Centers for Medicare/Medicaid Services reached out to nursing home administrators today in an attempt to quiet anxieties over next week’s roll out of the new Five Star Rating on CMS’ Nursing Home Compare website.  CMS Regional offices set up teleconferences with LTC affiliates, so member nursing homes could hear directly from CMS staff how the roll out was going to work and what last-minute changes were being made.  The key facts that made me take notice were:

1) State license and complaint surveys are going to be weighted so the five-star comparison is intra, not inter-state.

2) The Staffing tab data will be weighted across with RUG scores before being tabulated into the five-star algorithm

3) Nursing Home Compare will be kept up to date (within a quarter) and the Five Star will be updated monthly.  

I will be interested to see how this plays out next week when the Five Star rating is debuted.  As I said in my earlier post, though, I remain positive on the Five Star rating, though, it should be mentioned, this objective metric will never be able to capture the full scope of care being provided.

Choosing a Nursing Home

December 10, 2008

The Centers for Medicaid/Medicare Services (CMS) have published a new edition of Guide to Choosing a Nursing Home.  It breaks a little long, 68 pages, but is strikingly comprehensive.  It includes chapters on payment structures, regulatory issues and offeres checklists for residents and their families to use when discussing LTC with an admissions coordinator.  

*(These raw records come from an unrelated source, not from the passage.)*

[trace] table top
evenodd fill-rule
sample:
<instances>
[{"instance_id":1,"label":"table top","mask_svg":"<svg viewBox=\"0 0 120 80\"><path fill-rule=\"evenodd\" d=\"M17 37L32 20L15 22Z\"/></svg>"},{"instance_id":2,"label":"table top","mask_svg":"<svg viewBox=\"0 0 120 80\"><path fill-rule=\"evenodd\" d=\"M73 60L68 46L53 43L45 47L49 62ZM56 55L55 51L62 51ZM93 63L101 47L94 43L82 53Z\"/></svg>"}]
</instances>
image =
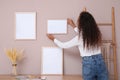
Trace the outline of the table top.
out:
<instances>
[{"instance_id":1,"label":"table top","mask_svg":"<svg viewBox=\"0 0 120 80\"><path fill-rule=\"evenodd\" d=\"M27 79L20 79L26 77ZM19 79L18 79L19 78ZM42 79L41 79L42 78ZM0 75L0 80L82 80L80 75L51 75L51 76L40 76L40 75Z\"/></svg>"}]
</instances>

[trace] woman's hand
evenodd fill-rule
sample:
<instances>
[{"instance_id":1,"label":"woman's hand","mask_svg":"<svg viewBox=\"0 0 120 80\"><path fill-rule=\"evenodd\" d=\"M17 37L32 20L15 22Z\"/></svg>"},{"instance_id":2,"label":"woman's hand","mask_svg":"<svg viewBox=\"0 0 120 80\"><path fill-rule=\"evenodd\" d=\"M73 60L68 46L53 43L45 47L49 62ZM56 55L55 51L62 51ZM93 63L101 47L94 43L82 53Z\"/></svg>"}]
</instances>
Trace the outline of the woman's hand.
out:
<instances>
[{"instance_id":1,"label":"woman's hand","mask_svg":"<svg viewBox=\"0 0 120 80\"><path fill-rule=\"evenodd\" d=\"M75 23L74 23L73 20L70 19L70 18L67 19L67 24L68 24L68 25L71 25L73 28L76 27Z\"/></svg>"},{"instance_id":2,"label":"woman's hand","mask_svg":"<svg viewBox=\"0 0 120 80\"><path fill-rule=\"evenodd\" d=\"M50 40L52 40L52 41L54 41L54 39L55 39L52 34L47 34L47 37L48 37Z\"/></svg>"}]
</instances>

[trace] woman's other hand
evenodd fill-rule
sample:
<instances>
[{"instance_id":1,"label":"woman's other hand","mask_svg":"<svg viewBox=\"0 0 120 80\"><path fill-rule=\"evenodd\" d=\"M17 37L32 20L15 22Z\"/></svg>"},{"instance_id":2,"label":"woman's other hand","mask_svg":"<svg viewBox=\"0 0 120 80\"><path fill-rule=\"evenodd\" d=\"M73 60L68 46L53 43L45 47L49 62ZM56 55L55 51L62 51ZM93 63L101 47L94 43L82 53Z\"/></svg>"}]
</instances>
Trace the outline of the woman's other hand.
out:
<instances>
[{"instance_id":1,"label":"woman's other hand","mask_svg":"<svg viewBox=\"0 0 120 80\"><path fill-rule=\"evenodd\" d=\"M47 34L47 37L48 37L50 40L54 41L54 36L53 36L52 34Z\"/></svg>"},{"instance_id":2,"label":"woman's other hand","mask_svg":"<svg viewBox=\"0 0 120 80\"><path fill-rule=\"evenodd\" d=\"M73 20L70 19L70 18L67 18L67 24L70 25L70 26L72 26L73 28L76 27L75 23L74 23Z\"/></svg>"}]
</instances>

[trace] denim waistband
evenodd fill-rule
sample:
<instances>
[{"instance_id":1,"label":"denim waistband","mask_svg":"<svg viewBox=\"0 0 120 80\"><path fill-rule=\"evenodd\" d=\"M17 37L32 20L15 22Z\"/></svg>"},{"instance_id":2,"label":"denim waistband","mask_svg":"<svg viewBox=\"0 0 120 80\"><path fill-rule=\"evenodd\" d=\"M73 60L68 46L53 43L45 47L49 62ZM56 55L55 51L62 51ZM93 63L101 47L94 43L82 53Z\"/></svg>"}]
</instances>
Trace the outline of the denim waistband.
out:
<instances>
[{"instance_id":1,"label":"denim waistband","mask_svg":"<svg viewBox=\"0 0 120 80\"><path fill-rule=\"evenodd\" d=\"M102 54L96 54L96 55L92 55L92 56L84 56L82 57L83 60L88 60L88 59L98 59L98 58L102 58Z\"/></svg>"}]
</instances>

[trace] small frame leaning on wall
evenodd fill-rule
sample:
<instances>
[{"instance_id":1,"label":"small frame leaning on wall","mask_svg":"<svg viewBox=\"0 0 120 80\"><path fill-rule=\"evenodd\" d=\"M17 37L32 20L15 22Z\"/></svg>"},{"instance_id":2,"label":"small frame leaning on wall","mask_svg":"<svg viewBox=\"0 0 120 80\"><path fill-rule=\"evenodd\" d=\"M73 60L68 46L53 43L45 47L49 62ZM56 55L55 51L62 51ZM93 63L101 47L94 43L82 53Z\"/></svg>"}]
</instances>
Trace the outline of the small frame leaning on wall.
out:
<instances>
[{"instance_id":1,"label":"small frame leaning on wall","mask_svg":"<svg viewBox=\"0 0 120 80\"><path fill-rule=\"evenodd\" d=\"M36 39L36 12L15 13L15 39Z\"/></svg>"},{"instance_id":2,"label":"small frame leaning on wall","mask_svg":"<svg viewBox=\"0 0 120 80\"><path fill-rule=\"evenodd\" d=\"M63 50L58 47L42 47L42 75L63 75Z\"/></svg>"}]
</instances>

Unfortunately, it is difficult to streamline the nursing home admissions process.  New residents are bombarded with confusing information, even when they spend time researching Long Term Care before they are sick.  To say it can be a stressful situation is a gross understatement.  I am gladdened by guides such as this one because they provide clear, easy to digest information that is free from any commercial content.  

Operating a nursing home is many ways an exercise in advocacy.  The more resident-readiness literature is out there, the better.

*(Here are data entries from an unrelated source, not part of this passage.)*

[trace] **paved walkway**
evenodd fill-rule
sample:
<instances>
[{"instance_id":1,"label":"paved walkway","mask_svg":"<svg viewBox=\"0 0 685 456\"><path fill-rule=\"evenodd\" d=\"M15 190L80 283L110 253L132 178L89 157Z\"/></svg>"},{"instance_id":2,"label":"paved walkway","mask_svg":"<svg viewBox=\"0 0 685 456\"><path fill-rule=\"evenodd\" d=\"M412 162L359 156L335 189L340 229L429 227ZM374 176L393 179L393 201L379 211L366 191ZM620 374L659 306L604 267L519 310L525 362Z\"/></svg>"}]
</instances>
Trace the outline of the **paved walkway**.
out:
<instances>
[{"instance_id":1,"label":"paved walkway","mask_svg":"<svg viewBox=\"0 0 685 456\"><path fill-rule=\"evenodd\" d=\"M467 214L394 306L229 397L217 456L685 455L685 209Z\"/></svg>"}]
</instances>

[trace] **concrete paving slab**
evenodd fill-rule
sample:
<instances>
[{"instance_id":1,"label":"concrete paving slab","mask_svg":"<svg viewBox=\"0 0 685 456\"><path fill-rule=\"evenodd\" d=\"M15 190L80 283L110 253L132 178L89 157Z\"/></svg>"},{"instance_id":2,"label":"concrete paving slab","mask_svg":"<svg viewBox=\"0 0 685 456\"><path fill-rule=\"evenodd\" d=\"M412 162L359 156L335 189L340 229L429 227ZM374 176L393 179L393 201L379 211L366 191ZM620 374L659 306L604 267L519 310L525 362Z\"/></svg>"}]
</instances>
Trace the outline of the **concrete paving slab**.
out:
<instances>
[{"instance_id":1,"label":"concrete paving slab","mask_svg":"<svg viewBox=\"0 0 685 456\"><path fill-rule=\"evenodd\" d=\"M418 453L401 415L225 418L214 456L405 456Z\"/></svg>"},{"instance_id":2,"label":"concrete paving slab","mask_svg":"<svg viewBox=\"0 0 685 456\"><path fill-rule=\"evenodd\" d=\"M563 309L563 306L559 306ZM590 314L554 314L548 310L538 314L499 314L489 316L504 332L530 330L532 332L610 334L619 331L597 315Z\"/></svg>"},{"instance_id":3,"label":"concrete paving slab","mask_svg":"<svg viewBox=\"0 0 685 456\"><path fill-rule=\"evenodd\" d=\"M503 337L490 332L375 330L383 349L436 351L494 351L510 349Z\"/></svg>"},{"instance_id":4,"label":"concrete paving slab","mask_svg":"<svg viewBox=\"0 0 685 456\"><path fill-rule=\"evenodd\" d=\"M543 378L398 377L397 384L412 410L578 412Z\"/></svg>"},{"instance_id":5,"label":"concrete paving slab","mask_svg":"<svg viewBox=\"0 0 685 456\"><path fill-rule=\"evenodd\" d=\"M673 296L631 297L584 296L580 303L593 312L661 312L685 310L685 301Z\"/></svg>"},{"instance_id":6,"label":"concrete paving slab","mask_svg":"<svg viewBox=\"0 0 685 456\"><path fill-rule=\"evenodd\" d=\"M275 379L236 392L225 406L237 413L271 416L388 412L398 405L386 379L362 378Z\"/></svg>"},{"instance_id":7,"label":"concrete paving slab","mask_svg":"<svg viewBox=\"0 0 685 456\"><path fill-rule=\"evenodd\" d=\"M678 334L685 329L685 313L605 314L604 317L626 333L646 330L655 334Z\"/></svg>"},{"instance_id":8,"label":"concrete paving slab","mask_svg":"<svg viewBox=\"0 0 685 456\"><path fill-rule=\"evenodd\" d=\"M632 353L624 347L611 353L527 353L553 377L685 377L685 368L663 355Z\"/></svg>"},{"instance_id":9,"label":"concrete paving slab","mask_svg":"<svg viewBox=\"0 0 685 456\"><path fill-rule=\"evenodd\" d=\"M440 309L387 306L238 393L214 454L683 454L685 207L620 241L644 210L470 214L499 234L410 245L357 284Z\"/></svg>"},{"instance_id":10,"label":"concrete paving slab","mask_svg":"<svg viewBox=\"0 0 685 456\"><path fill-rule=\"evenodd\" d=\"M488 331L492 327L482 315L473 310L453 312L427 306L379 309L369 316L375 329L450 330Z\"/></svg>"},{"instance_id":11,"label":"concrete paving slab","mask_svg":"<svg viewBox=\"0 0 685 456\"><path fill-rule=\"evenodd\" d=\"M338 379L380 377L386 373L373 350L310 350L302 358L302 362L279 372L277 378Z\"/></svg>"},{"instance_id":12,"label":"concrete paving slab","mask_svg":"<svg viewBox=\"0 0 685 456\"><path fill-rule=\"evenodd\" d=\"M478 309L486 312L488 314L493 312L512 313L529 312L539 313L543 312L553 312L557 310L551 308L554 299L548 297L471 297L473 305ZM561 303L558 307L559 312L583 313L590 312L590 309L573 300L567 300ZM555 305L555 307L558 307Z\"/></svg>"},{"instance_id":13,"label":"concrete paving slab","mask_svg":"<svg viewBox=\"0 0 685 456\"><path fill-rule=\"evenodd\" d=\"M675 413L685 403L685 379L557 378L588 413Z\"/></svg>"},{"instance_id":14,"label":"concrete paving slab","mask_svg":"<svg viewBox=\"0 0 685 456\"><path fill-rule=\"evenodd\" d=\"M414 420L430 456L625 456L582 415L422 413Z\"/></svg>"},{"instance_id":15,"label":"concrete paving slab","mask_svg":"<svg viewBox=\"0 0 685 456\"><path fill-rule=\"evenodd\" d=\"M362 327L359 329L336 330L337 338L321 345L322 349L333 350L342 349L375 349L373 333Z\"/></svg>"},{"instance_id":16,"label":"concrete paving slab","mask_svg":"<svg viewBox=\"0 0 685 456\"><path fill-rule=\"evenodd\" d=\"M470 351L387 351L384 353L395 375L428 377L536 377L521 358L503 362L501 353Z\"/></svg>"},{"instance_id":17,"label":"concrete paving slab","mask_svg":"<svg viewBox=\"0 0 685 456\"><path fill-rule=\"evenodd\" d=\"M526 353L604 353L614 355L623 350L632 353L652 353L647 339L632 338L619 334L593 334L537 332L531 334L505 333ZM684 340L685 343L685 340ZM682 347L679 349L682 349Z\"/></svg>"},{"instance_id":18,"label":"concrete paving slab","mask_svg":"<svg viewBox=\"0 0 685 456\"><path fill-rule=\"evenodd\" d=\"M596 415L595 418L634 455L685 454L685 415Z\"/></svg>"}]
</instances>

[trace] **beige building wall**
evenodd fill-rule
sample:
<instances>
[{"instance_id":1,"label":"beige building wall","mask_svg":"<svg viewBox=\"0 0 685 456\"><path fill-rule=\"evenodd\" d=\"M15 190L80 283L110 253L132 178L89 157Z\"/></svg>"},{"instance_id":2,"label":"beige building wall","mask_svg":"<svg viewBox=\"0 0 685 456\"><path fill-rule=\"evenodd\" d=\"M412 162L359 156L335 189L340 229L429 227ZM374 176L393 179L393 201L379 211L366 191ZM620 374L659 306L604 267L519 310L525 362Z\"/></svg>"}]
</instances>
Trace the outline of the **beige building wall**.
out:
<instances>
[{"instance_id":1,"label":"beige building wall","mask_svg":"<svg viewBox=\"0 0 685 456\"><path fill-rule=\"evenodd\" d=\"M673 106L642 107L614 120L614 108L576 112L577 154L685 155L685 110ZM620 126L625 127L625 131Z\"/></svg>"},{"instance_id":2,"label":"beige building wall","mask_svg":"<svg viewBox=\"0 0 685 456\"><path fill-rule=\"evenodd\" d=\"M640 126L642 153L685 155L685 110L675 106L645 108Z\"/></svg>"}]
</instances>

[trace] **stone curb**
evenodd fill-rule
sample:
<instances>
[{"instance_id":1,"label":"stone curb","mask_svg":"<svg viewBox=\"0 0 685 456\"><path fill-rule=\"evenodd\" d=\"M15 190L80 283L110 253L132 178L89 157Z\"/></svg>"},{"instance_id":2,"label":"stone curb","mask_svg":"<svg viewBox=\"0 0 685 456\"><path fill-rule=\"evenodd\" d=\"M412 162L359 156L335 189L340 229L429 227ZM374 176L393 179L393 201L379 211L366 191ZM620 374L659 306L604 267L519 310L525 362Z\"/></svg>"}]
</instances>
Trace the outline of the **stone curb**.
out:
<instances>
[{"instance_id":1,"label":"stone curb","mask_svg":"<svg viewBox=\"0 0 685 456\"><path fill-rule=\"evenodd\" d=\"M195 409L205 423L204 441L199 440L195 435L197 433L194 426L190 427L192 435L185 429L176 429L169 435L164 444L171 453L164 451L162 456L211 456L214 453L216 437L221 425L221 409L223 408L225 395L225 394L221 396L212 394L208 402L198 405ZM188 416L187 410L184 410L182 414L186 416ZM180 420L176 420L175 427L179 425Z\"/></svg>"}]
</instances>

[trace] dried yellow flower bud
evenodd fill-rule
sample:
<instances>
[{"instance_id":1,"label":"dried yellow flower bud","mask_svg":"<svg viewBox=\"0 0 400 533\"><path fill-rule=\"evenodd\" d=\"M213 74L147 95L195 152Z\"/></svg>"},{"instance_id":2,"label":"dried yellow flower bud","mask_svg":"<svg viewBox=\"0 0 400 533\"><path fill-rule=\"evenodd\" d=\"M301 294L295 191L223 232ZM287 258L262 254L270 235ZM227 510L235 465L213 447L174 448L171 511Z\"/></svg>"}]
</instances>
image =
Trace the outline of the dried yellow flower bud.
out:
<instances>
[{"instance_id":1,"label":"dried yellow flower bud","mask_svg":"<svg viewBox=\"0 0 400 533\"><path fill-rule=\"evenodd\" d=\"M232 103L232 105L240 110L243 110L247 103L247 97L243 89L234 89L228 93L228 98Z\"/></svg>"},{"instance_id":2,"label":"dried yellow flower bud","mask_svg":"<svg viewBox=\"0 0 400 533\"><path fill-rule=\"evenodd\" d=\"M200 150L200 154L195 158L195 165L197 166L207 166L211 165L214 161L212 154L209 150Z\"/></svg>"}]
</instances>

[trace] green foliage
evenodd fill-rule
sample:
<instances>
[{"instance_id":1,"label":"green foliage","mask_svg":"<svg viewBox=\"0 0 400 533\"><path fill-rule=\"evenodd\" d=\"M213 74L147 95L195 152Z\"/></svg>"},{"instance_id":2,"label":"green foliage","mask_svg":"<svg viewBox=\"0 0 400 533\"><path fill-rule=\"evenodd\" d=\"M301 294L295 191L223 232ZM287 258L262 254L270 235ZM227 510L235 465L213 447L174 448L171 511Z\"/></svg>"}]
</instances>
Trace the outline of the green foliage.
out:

Thanks to the Nursing Home Law Blog for alerting me to this new guide.

Around this time of year, many Congressional advisory committees start circulating their ideas of major recommendation reports.  The Medicare Payment Advisory Commission (or MedPac) is no different.  It was reported recently that MedPac sent a balloon up, testing the atmosphere for a recommendation that Medicare payments stay where they are for skilled nursing facilities throughout 2009.  This means no new payment updates until FY 2010. 

Take a breath.

Now, take another one. 

I’ve been giving these two pieces of advice to people all day.  I mention MedPac’s possible recommendation to Congress, and my administrative staff starts teeth-clenching. 

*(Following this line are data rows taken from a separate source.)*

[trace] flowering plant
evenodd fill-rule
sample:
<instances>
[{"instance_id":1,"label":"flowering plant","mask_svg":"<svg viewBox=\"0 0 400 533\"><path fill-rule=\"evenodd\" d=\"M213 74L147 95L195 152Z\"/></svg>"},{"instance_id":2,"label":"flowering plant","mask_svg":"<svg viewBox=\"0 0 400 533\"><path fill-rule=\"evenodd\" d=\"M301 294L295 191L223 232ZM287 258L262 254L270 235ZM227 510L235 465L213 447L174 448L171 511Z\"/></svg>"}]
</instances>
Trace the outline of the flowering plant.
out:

The merits of MedPac’s recommendation are up to not inconsiderable debate.  And, this would not be the first time such a recommendation has been discussed in the pre-report phase.  (FYI, MedPac’s two major reports are released in March and July each year).  What surprised me as I discussed this news with colleagues was how little understood healthcare legislation seems to be.  MedPac reports are a major component of the Medicare legislation package, but those I spoke with had only a faint notion of what MedPac is — usually just a vague memory of once hearing the name.   

I’m not sure if my facility is typical in this regard, but my guess is that it must be.  Even though two of my administrative nurses are Nursing Practice Act fiends (i.e. they review/discuss every proposed change) my staff in general is not keyed in to the political nature of their profession.  This is completely understandable; health care training is focused on the care, not the business side of things.  This is only right, but public health financing is a topic my residents and their families obviously care about.  As a profession, we should strive to educate ourselves to at least be conversant in the operation of health care legislation — if for no other reason than to be able to discuss it with patients.